Sarcasm is the preferred flavor of language in our society today. Anyone watch the television show House? Hugh Laurie's biting remarks and general disdain for those he deems idiots (which turns out to be most of the people he comes into contact with)--it's hilarious! How about Scrubs? I mean, really, who doesn't love Dr. Cox? And I know that everyone in my household laughs at the snide remarks made by Frank from Everybody Loves Raymond.
Still, our attraction to this kind of humor causes me to wonder. Because life is not a television show. Those same comments that we laugh about on the screen would be hurtful if they were directed at us in real life. And the bitter attitudes the characters possess are harmful when we possess them ourselves.
Yet, we take on that cynic mentality. At least, I know I do. To be optimistic is to be naive, shallow, out of tune with "the way things really are." Optimism is for those who are not strong enough to face the facts. The world is cold, harsh, unforgiving. We may as well expect the worst.

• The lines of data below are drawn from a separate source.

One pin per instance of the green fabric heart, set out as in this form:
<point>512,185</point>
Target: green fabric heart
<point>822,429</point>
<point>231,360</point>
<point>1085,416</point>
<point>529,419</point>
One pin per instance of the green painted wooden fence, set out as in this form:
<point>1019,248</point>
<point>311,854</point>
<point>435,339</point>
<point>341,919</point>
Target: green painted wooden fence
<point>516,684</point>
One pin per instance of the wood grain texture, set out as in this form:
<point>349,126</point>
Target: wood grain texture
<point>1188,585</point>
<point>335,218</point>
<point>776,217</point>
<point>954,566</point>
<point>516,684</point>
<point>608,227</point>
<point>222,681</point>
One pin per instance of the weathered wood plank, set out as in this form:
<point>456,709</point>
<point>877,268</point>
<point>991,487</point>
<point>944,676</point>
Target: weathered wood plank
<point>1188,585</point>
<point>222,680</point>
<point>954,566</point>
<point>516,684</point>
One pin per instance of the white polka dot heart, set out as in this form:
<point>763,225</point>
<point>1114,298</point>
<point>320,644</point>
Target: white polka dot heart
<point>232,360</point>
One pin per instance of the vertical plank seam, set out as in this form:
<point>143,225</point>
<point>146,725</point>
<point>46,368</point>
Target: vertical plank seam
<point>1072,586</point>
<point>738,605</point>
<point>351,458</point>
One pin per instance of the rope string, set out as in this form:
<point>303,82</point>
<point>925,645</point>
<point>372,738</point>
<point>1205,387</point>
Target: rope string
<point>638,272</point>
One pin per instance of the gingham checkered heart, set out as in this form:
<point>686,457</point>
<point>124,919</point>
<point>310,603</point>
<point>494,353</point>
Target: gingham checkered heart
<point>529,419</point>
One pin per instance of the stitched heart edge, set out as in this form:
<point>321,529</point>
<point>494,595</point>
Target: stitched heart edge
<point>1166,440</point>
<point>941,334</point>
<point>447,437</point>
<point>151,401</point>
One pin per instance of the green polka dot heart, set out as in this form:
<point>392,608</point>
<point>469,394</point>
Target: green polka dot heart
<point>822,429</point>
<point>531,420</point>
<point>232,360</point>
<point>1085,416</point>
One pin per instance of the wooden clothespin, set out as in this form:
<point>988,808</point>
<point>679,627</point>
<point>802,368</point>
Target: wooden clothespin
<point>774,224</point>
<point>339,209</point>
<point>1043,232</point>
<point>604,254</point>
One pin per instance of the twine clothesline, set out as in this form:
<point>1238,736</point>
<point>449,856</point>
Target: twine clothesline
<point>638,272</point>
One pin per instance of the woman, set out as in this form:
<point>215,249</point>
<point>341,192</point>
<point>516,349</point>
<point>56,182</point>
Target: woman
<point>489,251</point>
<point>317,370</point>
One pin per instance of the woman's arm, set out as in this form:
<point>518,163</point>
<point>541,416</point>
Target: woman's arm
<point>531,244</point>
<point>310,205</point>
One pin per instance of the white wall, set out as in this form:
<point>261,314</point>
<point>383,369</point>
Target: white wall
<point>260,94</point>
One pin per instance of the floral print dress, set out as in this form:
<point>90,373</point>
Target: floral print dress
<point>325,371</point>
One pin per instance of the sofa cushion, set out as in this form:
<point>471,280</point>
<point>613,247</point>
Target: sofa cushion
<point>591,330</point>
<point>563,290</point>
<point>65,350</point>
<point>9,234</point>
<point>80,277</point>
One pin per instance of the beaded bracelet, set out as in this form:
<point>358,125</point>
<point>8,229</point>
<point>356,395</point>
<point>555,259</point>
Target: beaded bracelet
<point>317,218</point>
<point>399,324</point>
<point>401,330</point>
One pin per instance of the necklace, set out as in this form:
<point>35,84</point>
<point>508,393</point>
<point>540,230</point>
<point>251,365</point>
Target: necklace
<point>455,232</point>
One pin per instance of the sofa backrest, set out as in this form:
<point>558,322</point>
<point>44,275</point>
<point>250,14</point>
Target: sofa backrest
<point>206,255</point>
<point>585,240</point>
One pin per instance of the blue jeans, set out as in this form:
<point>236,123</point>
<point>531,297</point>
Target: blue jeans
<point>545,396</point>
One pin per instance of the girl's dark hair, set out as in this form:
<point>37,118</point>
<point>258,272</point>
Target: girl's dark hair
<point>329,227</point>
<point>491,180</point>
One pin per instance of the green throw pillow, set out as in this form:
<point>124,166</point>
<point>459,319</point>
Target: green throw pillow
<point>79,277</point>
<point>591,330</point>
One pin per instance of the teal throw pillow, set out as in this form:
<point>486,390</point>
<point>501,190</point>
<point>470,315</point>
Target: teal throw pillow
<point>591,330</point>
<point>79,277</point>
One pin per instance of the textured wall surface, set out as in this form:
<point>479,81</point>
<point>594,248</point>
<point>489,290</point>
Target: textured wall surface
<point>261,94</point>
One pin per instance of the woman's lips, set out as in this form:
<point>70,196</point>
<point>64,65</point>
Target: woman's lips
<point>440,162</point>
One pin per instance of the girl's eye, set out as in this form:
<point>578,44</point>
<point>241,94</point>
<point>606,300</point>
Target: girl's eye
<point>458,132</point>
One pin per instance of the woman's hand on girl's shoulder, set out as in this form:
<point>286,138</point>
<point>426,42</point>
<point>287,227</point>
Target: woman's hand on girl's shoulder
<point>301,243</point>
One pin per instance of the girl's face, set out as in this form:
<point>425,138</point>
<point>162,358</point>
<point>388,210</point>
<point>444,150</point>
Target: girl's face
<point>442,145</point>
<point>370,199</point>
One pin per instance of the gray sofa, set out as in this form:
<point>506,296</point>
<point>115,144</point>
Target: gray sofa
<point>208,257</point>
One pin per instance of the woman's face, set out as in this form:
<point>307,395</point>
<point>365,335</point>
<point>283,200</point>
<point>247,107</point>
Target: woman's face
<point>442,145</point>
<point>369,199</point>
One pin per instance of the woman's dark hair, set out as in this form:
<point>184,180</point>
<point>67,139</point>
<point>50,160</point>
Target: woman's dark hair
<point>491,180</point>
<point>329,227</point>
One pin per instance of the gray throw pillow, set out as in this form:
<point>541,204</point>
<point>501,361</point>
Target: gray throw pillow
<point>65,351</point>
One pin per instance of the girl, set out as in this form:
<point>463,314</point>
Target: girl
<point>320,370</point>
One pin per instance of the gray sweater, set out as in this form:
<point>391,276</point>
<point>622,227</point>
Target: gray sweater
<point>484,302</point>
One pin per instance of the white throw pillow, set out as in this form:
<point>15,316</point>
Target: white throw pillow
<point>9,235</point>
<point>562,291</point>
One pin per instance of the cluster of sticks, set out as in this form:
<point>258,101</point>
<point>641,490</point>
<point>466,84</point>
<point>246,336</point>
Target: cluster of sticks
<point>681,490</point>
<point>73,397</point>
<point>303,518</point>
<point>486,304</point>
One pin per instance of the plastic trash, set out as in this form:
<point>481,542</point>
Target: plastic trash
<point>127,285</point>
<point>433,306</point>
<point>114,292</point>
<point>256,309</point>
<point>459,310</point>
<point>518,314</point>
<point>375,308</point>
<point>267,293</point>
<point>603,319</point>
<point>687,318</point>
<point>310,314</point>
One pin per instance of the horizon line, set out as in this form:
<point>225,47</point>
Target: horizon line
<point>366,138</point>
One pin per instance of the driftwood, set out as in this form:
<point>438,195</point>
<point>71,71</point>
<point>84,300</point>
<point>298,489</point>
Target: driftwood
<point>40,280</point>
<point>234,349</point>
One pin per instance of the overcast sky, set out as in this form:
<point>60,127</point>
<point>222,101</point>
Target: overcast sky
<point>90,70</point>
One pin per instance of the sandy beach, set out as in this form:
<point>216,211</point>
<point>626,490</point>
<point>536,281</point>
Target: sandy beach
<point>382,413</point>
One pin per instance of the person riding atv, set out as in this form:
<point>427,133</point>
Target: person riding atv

But I discovered something, almost two years ago now. I discovered that it is the optimists, not the cynics, who are the strong ones. After this revelation, I made a pledge to abandon cynicism. Two years later, I'm still struggling to get there (noticed the title of this blog lately?). But in the summer of 2009, I was inspired to write the following, and it remains an encouragement to me today:
Sure, it's dangerous abandoning cynicism for the life of the optimist. You're forsaking reality for idealism, giving up your protective shell and allowing yourself to become vulnerable. And in that moment when someone disappoints you, you will feel such pain, and you'll remember why you were so afraid to believe in them. But the truth behind it all is that there is a God who never fails, and He is urging us to have a little faith. Faith in Him, yes of course. But it extends deeper than that. It is a faith that all things really do work out for good. It is a faith that believes God can change people and use them for glory. It is a faith that believes in people as God believes in them, that sees His Spirit in His children and prepares to witness the impossible. And when people fail, there is not judgment or bitterness, but encouragement. This faith is not a feeble hope, but a hope that expects. And the cynical would call such faith naïve foolishness, because they are afraid of the pain of disappointment. So they retreat in misery, blocking out and numbing themselves to that pain, perhaps with the idea that they will wait for a world better than this one, and thus miss the opportunity to bring the hope of heaven to an earth that so desperately needs it. And it is true that the optimist, the dreamer, the believer, will experience much greater disappointment that the cynics, for they hope much while we live in a world that is yet broken. But we press on, pushing aside all fear of failure. Because our hope is in a greater reality, one in which disappointment does not exist. And any pain, any failure, in this world is overshadowed by the truth of God’s goodness, the plan He has in store, and the victory already won. So take the risk. Believe the impossible. Never give up hope. It is so much more than worth it.